The standard form factor we are using for diffuse reflections is: 

ff = ( | (n1 dot dir) * (n2 dot dir) | * A ) / ( pi * d^2 )


where:
n1 is the normal of patch 1
n2 is the normal of patch 2
dir is the direction from patch 1 to patch 2
A is the area (patches 1 and 2 have similar areas)
d is the distance between patches
And our form factor for specular reflections is: 

sff = ( | n dot dir | * d1^2) / (d2^2)


where:
n is the normal of patch reciving the light from the reflection
dir is the direction from the reflecting patch to the reciving one
d1 is the distance between the two patches
d2 is the total distance from the last diffuse reflection for the 
   light, so if the light bounces off multiple specular objects this distance
   will be the sum of all of the distances between those patches.

This new form factor remains unitless, like the diffuse form factor, but does not fall off with d^2 for every specular surface it hits.

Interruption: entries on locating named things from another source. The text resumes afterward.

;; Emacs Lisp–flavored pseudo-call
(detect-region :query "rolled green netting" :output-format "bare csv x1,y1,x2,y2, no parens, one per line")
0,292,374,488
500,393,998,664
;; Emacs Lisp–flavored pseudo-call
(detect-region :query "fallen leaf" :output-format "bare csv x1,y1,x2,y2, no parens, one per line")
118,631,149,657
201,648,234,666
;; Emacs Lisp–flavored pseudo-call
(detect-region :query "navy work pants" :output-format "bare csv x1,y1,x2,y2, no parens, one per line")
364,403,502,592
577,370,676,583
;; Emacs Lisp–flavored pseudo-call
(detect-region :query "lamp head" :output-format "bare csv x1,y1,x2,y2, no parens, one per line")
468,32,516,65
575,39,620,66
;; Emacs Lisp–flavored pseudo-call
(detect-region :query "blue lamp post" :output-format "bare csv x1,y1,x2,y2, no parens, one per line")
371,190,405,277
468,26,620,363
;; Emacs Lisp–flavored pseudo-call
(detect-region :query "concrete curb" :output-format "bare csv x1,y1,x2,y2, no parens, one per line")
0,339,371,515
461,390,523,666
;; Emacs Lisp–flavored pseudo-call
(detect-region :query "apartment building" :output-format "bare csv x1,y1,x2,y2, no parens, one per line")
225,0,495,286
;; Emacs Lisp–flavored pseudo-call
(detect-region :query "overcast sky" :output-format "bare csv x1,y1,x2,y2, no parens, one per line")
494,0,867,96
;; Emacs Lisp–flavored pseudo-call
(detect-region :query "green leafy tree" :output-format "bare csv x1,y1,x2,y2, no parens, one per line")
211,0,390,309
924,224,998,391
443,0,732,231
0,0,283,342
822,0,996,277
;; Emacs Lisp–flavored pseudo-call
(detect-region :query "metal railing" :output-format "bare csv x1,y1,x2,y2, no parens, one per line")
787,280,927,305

Instead it maintains the same falloff as the last diffuse surface that was intersected. This is done through multiplying by the current distance, and dividing by the new sum. The angle of the light excident from the specular surface is also not important, so the second cosine term is dropped. And the area is also no longer important because the area of all patches is assumed to be the same (We should multiply by one patch area, and divide by the other, but because they are the same they can be left out of the final equation).